Vitamin E, auch als Tocopherol bekannt, zählt zu den fettlöslichen Vitaminen und ist für unseren Körper unverzichtbar. Die Wirkung von Vitamin E ist vielfältig und es kommt in vielen natürlichen Lebensmitteln vor. In diesem Artikel erfahren Sie alles Wissenswerte über Vitamin E – von seiner Herkunft und Vorkommen bis hin zur Anwendung in der Medizin und Naturheilkunde.

Was ist Vitamin E?

Vitamin E besteht aus insgesamt acht verschiedenen biologisch aktiven Verbindungen, den sogenannten Tocopherolen. Es wirkt als Antioxidans und schützt somit unsere Zellen vor oxidativem Stress. Das bedeutet, dass Vitamin E dazu beitragen kann, Zellschäden zu verhindern, die durch freie Radikale entstehen.
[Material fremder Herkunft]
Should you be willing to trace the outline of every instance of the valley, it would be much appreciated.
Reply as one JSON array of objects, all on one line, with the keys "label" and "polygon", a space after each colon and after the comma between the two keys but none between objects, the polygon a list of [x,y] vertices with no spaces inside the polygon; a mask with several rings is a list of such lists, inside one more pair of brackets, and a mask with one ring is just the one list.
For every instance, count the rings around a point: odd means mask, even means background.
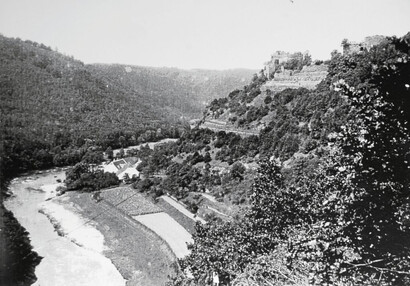
[{"label": "valley", "polygon": [[38,255],[23,278],[407,285],[410,34],[366,39],[252,75],[1,36],[2,195],[23,227],[7,245]]}]

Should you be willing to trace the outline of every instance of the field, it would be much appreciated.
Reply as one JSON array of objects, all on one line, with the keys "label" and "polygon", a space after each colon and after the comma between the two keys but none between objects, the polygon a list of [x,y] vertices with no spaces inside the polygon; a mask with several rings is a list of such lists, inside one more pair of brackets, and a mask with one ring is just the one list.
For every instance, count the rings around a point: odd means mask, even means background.
[{"label": "field", "polygon": [[181,213],[175,207],[170,205],[164,199],[159,198],[157,205],[161,207],[168,215],[182,225],[190,234],[195,232],[195,221]]},{"label": "field", "polygon": [[69,192],[59,201],[95,222],[109,248],[104,254],[128,280],[127,286],[164,285],[176,273],[176,257],[168,244],[122,211],[87,193]]},{"label": "field", "polygon": [[130,216],[162,212],[162,209],[132,187],[101,191],[101,197]]},{"label": "field", "polygon": [[192,236],[178,222],[166,213],[153,213],[133,217],[135,220],[152,229],[164,239],[175,253],[183,258],[189,251],[187,243],[192,243]]},{"label": "field", "polygon": [[191,213],[190,211],[188,211],[186,209],[185,206],[183,206],[179,201],[176,201],[175,199],[169,197],[169,196],[161,196],[161,199],[163,199],[164,201],[166,201],[168,204],[170,204],[171,206],[173,206],[175,209],[177,209],[178,211],[180,211],[182,214],[184,214],[186,217],[192,219],[193,221],[200,221],[202,223],[205,223],[205,220],[194,215],[193,213]]}]

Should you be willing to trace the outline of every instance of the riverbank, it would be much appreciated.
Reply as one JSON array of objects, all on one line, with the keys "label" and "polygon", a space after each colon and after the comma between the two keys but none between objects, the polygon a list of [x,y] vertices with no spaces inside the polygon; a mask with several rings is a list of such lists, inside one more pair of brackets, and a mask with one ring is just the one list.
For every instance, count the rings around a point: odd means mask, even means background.
[{"label": "riverbank", "polygon": [[105,238],[104,255],[127,286],[160,286],[176,274],[176,257],[167,243],[118,208],[104,200],[97,202],[88,193],[68,192],[53,201],[93,221]]},{"label": "riverbank", "polygon": [[64,179],[64,170],[51,170],[16,178],[9,188],[7,208],[44,257],[34,285],[159,286],[177,274],[185,252],[176,256],[155,230],[90,193],[56,196]]},{"label": "riverbank", "polygon": [[27,231],[13,213],[0,204],[0,285],[31,285],[40,263],[30,243]]},{"label": "riverbank", "polygon": [[[63,211],[53,201],[45,201],[55,192],[57,180],[64,180],[63,170],[16,178],[9,186],[12,197],[4,202],[29,232],[33,250],[43,257],[35,269],[34,285],[125,285],[114,264],[100,252],[101,248],[87,247],[85,240],[78,237],[76,244],[68,237],[59,236],[49,218],[39,213],[43,209],[49,216],[53,214],[54,223],[67,233],[71,232],[68,222],[85,223],[76,212]],[[86,244],[90,246],[94,242]],[[100,241],[97,245],[104,244]]]}]

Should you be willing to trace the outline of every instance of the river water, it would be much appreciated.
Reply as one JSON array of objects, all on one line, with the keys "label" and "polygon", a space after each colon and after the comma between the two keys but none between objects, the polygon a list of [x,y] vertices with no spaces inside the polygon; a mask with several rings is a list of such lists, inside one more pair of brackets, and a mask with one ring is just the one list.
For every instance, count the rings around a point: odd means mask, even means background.
[{"label": "river water", "polygon": [[[52,201],[63,181],[64,171],[52,170],[42,174],[14,179],[9,190],[13,196],[5,201],[19,223],[29,232],[31,245],[43,259],[36,267],[38,286],[122,286],[122,278],[114,264],[103,255],[104,237],[75,211]],[[59,236],[43,209],[61,224],[66,236]]]}]

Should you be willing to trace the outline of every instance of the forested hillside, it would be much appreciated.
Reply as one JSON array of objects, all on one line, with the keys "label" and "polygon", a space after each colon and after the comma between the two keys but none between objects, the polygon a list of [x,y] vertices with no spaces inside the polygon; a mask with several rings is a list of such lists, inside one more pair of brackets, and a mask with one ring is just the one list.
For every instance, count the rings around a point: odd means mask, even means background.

Ein Mangel an Vitamin E kann zu verschiedenen gesundheitlichen Problemen führen, wie zum Beispiel einer Schwächung des Immunsystems oder einer erhöhten Anfälligkeit für Infektionen. Es ist daher wichtig, auf eine ausreichende Zufuhr von Vitamin E zu achten, durch eine ausgewogene Ernährung und Unterstützung mit Nahrungsergänzungsmitteln.

Herkunft und Vorkommen von Vitamin E

Vitamin E kommt in vielen natürlichen Lebensmitteln vor, wie z. B. in pflanzlichen Ölen (z. B. Sonnenblumenöl, Rapsöl, Olivenöl), Nüssen (z. B. Mandeln, Haselnüsse), Vollkornprodukten und grünem Gemüse (z. B. Brokkoli, Spinat). Die empfohlene Tagesdosis für Erwachsene liegt bei etwa 12-15 mg.

Interessanterweise ist Vitamin E ein fettlösliches Vitamin, das in unserem Körper gespeichert werden kann. Es ist auch ein wichtiger Antioxidans, das unsere Zellen vor Schäden durch freie Radikale schützt.

Warum ist Vitamin E gesund und wofür ist es gut?

Die gesundheitlichen Vorteile von Vitamin E sind vielfältig. Es kann beispielsweise dazu beitragen, unser Herz-Kreislauf-System zu schützen und Entzündungen im Körper zu reduzieren. Auch bei Hautproblemen und Augenkrankheiten kann Vitamin E helfen.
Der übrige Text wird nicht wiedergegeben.